Parte quinta: le lavandaie nell’arte (pittura e scultura) e nella
letteratura
Delle lavandaie si sono occupati anche gli artisti. Da internet abbiamo scelto alcune loro
opere che ci hanno fatto capire che era un lavoro umile, faticoso, comune, esclusivamente
femminile. Eccone solo alcuni esempi.
Vincent Van Gogh, Il ponte di Langlois, 1888
Paul Gauguin, Lavandaie al Canal Roubine du Roi, 1888
Giovanni Ciusa Romagna, Lavandaie al fiume, 1941
Pierre Agust Renoir, Grande lavandaia accovacciata, 1910, scultura in bronzo
Elia Sala (1864-1920), Lavandaia, scultura in bronzo
Le lavandaie nella letteratura: la poesia Lavandare di Giovanni Pascoli
La poesia di Giovanni Pascoli del 1891 è stata letta, studiata e imparata a memoria
da tutta la classe
Lavandare
Nel campo mezzo grigio e mezzo nero
resta un aratro senza buoi che pare
dimenticato, tra il vapor leggero.
E cadenzato dalla gora viene
lo sciabordare delle lavandare
con tonfi spessi e lunghe cantilene:
Il vento soffia e nevica la frasca,
e tu non torni ancora al tuo paese!
quando partisti, come son rimasta!
come l’aratro in mezzo alla maggese
Parte sesta: piccolo vocabolario delle lavandaie in lingua veneta
Bruscheto: spazzola a setole grosse
Forcon: asta di legno terminante a forcella per tenere alti da terra i panni stesi ad
asciugare sulla corda
Lissia: acqua saponata per bucato; si otteneva mescolando cenere di legna e soda in
acqua calda. Dal lat. lixiva
Mastea, Masteo: recipiente di legno con doghe sporgenti e bucate per trasporto a
mano per mezzo di un bastone infilato nei fori
Saon: sapone
Strasse: indumenti, abiti, stracci
Toea da lavare: asse di legno da lavandaia
Proposta al Comune: un monumento alle lavandaie di Limena
A queste donne, alle lavandaie, bisognerebbe dedicare un monumento. Invieremo la proposta al
Comune perché anche a Limena si abbia una testimonianza sulla fatica di queste donne
sull’esempio di quanto hanno già fatto tanti altri comuni (di cui riportiamo alcuni esempi trovati in
internet).
Fraz. Grassina - Bagno a Ripoli (FI)
Monza
MONUMENTO ALLA LAVANDAIA - SAN LORENZO A VACCOLI (LU)
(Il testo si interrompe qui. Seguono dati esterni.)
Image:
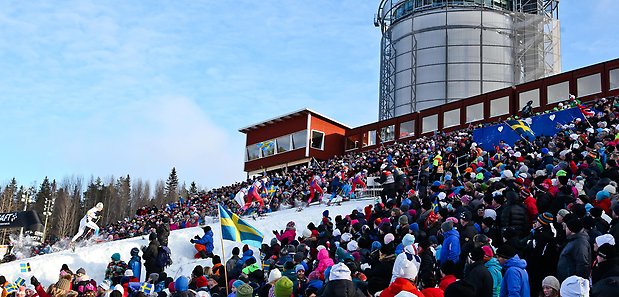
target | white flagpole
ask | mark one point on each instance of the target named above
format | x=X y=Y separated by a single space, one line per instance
x=223 y=250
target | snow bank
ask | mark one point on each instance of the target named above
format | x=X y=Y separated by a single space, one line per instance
x=94 y=259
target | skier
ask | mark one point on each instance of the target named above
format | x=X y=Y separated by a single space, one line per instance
x=316 y=186
x=337 y=184
x=359 y=179
x=89 y=221
x=253 y=194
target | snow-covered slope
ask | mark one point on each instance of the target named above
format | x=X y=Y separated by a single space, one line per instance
x=94 y=259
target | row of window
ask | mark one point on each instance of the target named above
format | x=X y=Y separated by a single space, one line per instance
x=587 y=85
x=282 y=144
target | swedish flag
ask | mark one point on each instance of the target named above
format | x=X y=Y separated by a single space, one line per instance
x=522 y=128
x=147 y=288
x=10 y=288
x=25 y=267
x=235 y=229
x=20 y=281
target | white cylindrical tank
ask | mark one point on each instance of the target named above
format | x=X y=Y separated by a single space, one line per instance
x=435 y=52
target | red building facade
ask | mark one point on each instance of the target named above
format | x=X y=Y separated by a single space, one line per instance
x=588 y=83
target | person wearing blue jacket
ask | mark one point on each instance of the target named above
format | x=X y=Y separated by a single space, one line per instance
x=515 y=279
x=450 y=249
x=135 y=264
x=204 y=245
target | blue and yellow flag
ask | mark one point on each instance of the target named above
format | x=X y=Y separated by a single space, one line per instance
x=522 y=128
x=147 y=288
x=10 y=288
x=235 y=229
x=25 y=267
x=20 y=281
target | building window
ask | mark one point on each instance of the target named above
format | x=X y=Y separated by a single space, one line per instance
x=369 y=138
x=589 y=85
x=317 y=140
x=299 y=140
x=352 y=142
x=387 y=133
x=429 y=124
x=253 y=152
x=614 y=79
x=283 y=144
x=267 y=148
x=558 y=92
x=407 y=129
x=474 y=112
x=525 y=97
x=451 y=118
x=499 y=106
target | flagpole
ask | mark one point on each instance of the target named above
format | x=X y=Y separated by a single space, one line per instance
x=223 y=250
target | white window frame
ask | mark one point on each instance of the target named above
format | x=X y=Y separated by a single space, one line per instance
x=322 y=145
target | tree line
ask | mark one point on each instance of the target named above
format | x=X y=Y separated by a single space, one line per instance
x=64 y=202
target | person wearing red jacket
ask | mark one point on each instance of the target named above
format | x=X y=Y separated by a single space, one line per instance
x=290 y=233
x=405 y=271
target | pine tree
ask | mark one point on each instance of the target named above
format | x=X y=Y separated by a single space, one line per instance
x=171 y=186
x=45 y=193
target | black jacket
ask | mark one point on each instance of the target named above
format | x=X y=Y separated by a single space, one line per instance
x=341 y=288
x=150 y=254
x=478 y=275
x=575 y=259
x=605 y=269
x=163 y=231
x=515 y=216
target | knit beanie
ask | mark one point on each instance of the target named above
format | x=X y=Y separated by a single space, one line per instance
x=244 y=290
x=506 y=251
x=447 y=226
x=575 y=286
x=63 y=284
x=460 y=288
x=408 y=240
x=575 y=225
x=605 y=238
x=606 y=251
x=551 y=282
x=545 y=218
x=389 y=238
x=283 y=287
x=376 y=245
x=340 y=271
x=403 y=220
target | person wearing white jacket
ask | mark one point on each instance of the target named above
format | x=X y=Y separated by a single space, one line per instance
x=89 y=221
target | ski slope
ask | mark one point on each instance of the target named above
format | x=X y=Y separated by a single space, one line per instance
x=94 y=259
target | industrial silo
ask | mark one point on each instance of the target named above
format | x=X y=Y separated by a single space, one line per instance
x=437 y=51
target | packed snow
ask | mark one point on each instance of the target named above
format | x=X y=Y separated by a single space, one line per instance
x=94 y=259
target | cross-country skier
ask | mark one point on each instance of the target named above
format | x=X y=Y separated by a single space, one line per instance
x=89 y=221
x=253 y=194
x=359 y=179
x=337 y=183
x=316 y=186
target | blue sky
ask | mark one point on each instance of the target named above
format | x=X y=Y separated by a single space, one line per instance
x=109 y=88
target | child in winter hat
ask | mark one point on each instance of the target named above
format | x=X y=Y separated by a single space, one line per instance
x=283 y=287
x=575 y=286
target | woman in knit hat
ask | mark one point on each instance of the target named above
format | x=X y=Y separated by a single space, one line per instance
x=283 y=287
x=550 y=286
x=540 y=251
x=340 y=283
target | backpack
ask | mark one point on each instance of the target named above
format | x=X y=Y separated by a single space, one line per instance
x=164 y=257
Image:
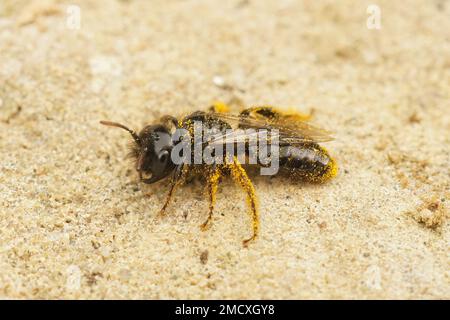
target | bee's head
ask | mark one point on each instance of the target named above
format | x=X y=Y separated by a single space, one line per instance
x=152 y=151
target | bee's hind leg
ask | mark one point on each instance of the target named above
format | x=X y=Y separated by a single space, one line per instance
x=212 y=185
x=240 y=176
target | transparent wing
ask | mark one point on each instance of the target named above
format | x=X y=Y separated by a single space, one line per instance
x=290 y=130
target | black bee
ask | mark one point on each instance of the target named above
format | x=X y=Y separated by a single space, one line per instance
x=300 y=157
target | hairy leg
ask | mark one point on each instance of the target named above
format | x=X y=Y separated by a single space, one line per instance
x=176 y=180
x=240 y=176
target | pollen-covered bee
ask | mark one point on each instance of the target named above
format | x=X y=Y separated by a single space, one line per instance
x=161 y=151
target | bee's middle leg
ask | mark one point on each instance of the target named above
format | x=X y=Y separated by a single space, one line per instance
x=240 y=176
x=177 y=179
x=212 y=185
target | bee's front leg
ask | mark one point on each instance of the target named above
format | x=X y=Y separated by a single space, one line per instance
x=212 y=185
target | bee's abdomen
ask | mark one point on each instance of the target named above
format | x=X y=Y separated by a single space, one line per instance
x=309 y=162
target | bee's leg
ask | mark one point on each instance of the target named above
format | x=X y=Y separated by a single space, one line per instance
x=270 y=113
x=212 y=184
x=177 y=179
x=219 y=107
x=240 y=176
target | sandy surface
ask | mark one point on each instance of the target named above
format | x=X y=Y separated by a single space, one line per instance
x=75 y=222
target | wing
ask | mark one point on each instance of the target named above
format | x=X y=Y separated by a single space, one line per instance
x=290 y=129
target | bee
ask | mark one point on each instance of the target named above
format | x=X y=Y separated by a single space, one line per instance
x=300 y=157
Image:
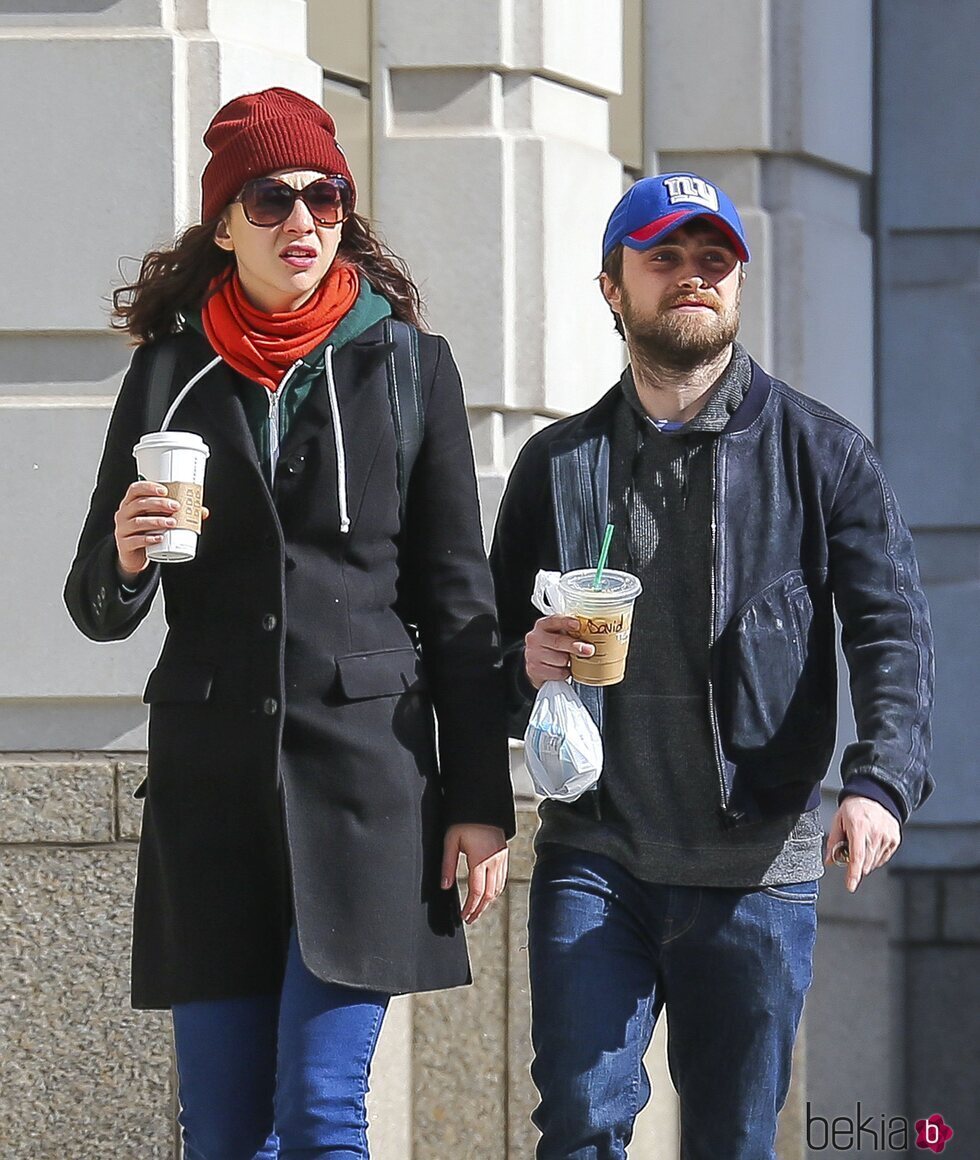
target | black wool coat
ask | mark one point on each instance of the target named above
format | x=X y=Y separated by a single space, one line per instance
x=295 y=768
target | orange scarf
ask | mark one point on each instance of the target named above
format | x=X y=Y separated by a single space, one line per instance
x=263 y=347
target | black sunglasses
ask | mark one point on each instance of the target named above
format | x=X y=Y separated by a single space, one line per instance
x=268 y=201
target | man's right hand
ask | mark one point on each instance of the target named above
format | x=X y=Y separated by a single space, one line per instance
x=549 y=647
x=143 y=517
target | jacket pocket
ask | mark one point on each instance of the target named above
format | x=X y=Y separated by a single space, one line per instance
x=179 y=682
x=776 y=672
x=378 y=674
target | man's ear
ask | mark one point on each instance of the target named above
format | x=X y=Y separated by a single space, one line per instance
x=223 y=238
x=611 y=292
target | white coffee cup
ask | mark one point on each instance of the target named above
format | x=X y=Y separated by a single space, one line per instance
x=175 y=459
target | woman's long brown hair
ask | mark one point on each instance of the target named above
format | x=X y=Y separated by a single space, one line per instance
x=174 y=281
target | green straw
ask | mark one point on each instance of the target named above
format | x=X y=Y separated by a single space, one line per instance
x=603 y=556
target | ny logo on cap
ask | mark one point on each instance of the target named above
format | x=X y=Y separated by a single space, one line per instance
x=691 y=189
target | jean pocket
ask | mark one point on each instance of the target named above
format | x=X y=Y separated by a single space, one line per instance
x=801 y=892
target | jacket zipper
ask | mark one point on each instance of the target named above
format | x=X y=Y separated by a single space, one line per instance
x=274 y=421
x=714 y=729
x=341 y=454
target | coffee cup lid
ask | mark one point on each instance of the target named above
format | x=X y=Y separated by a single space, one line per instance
x=172 y=441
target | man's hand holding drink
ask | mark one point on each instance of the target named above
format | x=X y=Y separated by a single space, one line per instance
x=549 y=649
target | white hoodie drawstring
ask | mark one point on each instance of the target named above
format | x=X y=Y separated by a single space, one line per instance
x=179 y=399
x=341 y=455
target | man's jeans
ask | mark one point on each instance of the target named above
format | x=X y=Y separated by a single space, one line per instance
x=277 y=1077
x=608 y=951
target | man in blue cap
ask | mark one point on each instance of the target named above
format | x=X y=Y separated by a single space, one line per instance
x=688 y=878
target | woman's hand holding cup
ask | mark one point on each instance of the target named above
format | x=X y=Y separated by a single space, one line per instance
x=142 y=519
x=549 y=647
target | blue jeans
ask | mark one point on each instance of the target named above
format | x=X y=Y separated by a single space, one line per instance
x=277 y=1077
x=608 y=951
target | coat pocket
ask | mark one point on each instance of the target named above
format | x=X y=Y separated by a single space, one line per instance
x=379 y=674
x=179 y=682
x=776 y=674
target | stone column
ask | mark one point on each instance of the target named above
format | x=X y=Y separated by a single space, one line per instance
x=102 y=107
x=493 y=178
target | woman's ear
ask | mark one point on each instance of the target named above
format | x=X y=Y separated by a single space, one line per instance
x=223 y=238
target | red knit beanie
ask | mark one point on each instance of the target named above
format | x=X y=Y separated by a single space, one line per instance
x=260 y=132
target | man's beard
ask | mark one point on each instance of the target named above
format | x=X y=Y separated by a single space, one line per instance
x=676 y=340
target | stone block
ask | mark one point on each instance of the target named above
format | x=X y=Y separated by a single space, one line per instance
x=557 y=43
x=821 y=85
x=59 y=364
x=438 y=100
x=922 y=906
x=943 y=1029
x=473 y=236
x=550 y=109
x=84 y=1077
x=848 y=1020
x=339 y=36
x=129 y=810
x=928 y=95
x=104 y=14
x=948 y=557
x=44 y=800
x=459 y=1046
x=84 y=135
x=274 y=26
x=63 y=724
x=962 y=910
x=956 y=724
x=351 y=113
x=824 y=288
x=582 y=354
x=930 y=339
x=708 y=92
x=522 y=847
x=440 y=33
x=539 y=36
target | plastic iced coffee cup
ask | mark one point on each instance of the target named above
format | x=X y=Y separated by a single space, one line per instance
x=175 y=459
x=604 y=616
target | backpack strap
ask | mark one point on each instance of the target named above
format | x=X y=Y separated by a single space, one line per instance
x=405 y=396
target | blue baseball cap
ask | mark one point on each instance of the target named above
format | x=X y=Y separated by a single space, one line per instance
x=655 y=205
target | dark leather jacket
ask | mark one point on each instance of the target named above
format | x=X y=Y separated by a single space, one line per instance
x=804 y=522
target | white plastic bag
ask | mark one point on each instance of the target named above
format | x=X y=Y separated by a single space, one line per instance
x=563 y=746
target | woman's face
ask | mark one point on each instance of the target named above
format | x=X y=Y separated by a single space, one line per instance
x=280 y=266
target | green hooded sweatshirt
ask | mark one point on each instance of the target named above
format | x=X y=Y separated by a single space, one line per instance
x=261 y=405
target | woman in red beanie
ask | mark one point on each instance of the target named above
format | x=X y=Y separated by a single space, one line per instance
x=302 y=823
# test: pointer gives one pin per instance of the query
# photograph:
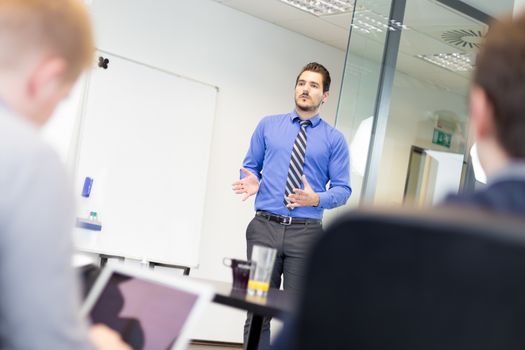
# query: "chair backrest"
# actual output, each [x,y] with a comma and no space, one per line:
[415,281]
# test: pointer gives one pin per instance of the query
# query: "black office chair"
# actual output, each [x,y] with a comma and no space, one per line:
[402,281]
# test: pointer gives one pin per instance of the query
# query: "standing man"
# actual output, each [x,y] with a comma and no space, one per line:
[291,159]
[44,46]
[497,117]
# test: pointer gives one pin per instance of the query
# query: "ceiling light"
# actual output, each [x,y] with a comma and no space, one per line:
[455,62]
[322,7]
[366,21]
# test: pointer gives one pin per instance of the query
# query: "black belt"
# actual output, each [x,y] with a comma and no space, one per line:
[286,220]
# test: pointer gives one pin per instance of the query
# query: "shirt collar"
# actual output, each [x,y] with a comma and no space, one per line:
[315,120]
[515,170]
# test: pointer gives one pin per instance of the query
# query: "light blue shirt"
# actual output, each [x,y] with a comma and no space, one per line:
[327,160]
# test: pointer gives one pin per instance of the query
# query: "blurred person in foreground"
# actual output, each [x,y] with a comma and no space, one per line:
[44,46]
[497,117]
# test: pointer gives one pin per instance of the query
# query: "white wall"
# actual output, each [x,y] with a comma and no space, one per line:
[254,64]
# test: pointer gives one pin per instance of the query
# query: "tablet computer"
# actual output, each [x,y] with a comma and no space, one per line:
[150,310]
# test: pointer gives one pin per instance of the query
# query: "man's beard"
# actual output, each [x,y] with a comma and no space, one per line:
[306,108]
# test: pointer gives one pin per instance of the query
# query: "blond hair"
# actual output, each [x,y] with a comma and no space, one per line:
[54,27]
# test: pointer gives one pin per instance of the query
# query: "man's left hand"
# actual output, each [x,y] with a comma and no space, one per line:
[303,198]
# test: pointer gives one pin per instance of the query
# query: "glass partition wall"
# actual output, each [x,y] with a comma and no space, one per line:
[404,98]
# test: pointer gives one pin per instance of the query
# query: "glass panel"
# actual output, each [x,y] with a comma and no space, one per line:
[360,85]
[429,108]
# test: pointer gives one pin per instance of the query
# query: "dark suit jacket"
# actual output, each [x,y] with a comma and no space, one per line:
[504,196]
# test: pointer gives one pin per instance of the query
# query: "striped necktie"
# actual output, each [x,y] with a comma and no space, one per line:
[295,171]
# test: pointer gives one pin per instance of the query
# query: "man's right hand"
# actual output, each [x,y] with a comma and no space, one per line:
[248,186]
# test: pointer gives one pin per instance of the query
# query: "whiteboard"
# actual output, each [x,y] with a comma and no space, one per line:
[145,139]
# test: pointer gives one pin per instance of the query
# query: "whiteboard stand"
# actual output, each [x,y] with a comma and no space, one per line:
[186,269]
[151,264]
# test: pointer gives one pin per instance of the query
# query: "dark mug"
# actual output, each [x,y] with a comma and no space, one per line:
[240,272]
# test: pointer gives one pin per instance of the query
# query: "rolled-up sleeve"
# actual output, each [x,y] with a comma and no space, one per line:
[255,156]
[339,173]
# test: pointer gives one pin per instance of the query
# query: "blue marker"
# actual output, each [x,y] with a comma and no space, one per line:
[86,191]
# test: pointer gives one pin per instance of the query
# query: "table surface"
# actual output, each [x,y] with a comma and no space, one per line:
[278,303]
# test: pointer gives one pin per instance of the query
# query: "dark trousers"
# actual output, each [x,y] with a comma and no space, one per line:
[293,243]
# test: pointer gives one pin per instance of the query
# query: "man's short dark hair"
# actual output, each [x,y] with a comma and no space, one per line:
[500,72]
[317,68]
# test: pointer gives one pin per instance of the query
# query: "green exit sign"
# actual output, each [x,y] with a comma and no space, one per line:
[442,138]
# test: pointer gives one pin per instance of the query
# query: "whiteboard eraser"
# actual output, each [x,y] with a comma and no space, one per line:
[89,225]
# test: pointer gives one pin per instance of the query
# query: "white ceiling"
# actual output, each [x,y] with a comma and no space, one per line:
[426,20]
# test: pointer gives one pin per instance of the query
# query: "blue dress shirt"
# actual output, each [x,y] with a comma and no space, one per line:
[327,160]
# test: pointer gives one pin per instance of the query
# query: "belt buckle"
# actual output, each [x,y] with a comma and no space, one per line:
[287,220]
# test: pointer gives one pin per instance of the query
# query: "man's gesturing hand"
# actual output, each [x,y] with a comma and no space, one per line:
[303,198]
[248,186]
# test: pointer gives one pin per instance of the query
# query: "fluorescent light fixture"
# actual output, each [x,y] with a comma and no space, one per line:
[322,7]
[479,173]
[365,21]
[455,62]
[368,22]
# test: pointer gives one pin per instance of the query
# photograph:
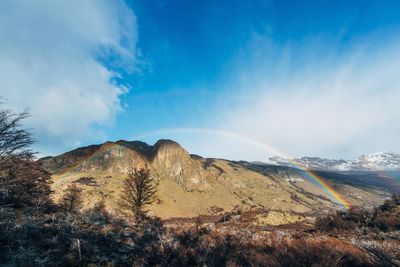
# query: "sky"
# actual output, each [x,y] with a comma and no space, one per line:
[231,79]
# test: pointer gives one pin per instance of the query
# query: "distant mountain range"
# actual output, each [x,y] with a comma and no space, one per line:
[380,161]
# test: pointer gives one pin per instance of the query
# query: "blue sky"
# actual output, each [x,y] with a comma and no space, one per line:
[234,79]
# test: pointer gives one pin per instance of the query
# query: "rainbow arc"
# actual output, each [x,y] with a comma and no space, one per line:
[321,182]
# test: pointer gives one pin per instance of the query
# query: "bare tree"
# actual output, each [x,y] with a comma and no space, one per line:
[15,141]
[139,191]
[71,201]
[23,182]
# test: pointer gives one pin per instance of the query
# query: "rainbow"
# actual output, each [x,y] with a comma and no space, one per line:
[336,196]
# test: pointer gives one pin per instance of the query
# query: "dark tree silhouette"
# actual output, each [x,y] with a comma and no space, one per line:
[71,201]
[139,191]
[23,182]
[15,141]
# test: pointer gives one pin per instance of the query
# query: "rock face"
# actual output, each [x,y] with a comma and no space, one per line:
[190,185]
[380,161]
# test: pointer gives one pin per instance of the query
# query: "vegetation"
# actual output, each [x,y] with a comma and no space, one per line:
[71,201]
[139,191]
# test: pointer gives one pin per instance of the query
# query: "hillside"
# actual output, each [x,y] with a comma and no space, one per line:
[190,185]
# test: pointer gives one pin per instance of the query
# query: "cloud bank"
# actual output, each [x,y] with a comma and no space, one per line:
[310,98]
[314,100]
[52,58]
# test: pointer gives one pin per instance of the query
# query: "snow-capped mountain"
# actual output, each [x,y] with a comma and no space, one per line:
[372,162]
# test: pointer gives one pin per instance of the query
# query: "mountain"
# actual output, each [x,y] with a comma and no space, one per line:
[381,161]
[190,185]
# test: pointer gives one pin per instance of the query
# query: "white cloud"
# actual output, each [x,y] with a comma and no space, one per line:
[310,99]
[50,63]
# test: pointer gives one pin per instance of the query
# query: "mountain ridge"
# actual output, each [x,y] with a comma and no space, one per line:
[379,161]
[190,185]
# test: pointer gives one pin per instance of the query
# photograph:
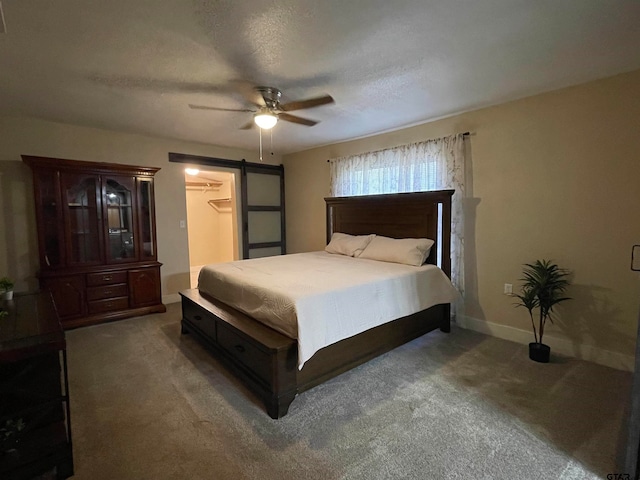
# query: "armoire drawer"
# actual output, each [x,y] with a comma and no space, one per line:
[106,278]
[246,352]
[107,291]
[109,305]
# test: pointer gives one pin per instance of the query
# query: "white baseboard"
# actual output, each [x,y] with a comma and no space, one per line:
[563,346]
[172,298]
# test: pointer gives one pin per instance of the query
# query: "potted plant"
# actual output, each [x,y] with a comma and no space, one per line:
[6,288]
[544,284]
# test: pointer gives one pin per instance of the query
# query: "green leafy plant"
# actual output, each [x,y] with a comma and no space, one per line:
[6,284]
[543,287]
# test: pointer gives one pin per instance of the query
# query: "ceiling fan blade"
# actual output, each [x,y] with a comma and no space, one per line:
[204,107]
[293,119]
[310,103]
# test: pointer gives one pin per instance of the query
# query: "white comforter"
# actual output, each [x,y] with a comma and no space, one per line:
[322,298]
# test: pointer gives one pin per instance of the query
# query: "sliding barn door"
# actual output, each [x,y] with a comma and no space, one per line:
[263,211]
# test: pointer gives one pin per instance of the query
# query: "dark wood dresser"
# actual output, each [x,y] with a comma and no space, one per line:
[96,239]
[35,428]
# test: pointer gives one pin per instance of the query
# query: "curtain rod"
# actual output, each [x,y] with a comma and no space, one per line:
[464,134]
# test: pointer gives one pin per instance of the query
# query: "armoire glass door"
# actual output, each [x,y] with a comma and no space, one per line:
[146,240]
[83,218]
[119,198]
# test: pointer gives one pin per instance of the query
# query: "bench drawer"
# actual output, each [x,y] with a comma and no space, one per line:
[109,305]
[256,360]
[206,323]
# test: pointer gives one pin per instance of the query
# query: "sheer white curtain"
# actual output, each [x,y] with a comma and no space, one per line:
[430,165]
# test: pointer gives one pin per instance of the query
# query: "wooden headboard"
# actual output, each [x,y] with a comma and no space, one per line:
[398,215]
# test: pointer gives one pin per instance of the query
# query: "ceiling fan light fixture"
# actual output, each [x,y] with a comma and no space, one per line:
[265,119]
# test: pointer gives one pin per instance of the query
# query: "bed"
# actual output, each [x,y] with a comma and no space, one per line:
[268,361]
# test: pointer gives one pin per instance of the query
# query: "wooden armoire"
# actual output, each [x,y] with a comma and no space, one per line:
[97,239]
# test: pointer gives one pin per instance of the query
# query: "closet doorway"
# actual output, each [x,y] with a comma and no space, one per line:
[213,204]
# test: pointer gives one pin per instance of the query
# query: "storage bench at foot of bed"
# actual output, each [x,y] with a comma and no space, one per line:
[265,360]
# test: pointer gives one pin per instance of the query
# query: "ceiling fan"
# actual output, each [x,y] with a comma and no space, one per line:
[270,110]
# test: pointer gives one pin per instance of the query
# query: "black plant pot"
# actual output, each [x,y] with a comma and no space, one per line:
[539,352]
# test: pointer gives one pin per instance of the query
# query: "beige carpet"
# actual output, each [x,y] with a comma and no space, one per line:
[148,403]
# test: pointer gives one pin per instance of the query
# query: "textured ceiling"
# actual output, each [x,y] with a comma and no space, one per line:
[135,65]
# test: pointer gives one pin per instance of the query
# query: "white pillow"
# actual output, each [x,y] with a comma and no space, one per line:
[345,244]
[410,251]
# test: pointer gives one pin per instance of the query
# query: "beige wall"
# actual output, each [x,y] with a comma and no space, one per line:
[551,176]
[18,243]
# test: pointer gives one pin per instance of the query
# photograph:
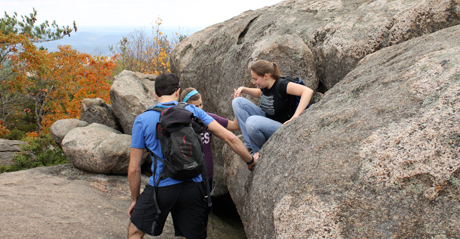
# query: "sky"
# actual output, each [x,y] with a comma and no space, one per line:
[174,13]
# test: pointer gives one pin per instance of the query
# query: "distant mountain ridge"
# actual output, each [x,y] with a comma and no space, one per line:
[96,39]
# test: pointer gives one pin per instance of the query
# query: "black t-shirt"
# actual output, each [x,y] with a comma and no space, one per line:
[276,108]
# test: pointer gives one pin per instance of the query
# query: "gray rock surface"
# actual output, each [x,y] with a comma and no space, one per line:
[98,148]
[8,148]
[131,94]
[377,157]
[60,128]
[97,111]
[331,35]
[64,202]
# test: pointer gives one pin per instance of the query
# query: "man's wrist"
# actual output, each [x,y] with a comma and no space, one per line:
[252,160]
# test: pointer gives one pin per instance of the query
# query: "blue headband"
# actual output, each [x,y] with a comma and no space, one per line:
[192,93]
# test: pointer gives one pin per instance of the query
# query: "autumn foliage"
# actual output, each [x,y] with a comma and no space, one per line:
[55,82]
[146,53]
Considerazioni finali del docente
Cosa resterà ai ragazzi di questa attività?!
La memoria di un’uscita sul territorio (che non è come lavorare in classe)
La scoperta che la storia è scritta sul territorio di appartenenza
La coscienza di appartenere a una comunità con una storia
La coscienza civica che la comunità è quella di oggi e quella di ieri
La coscienza che la propria storia locale è la storia di tante altre persone
Guarderanno quegli invasi sul Brentella con l’occhio attento di chi non vede solo
dell’acqua passare
Il gusto della scoperta, che è scoperta delle proprie radici e quindi di sé.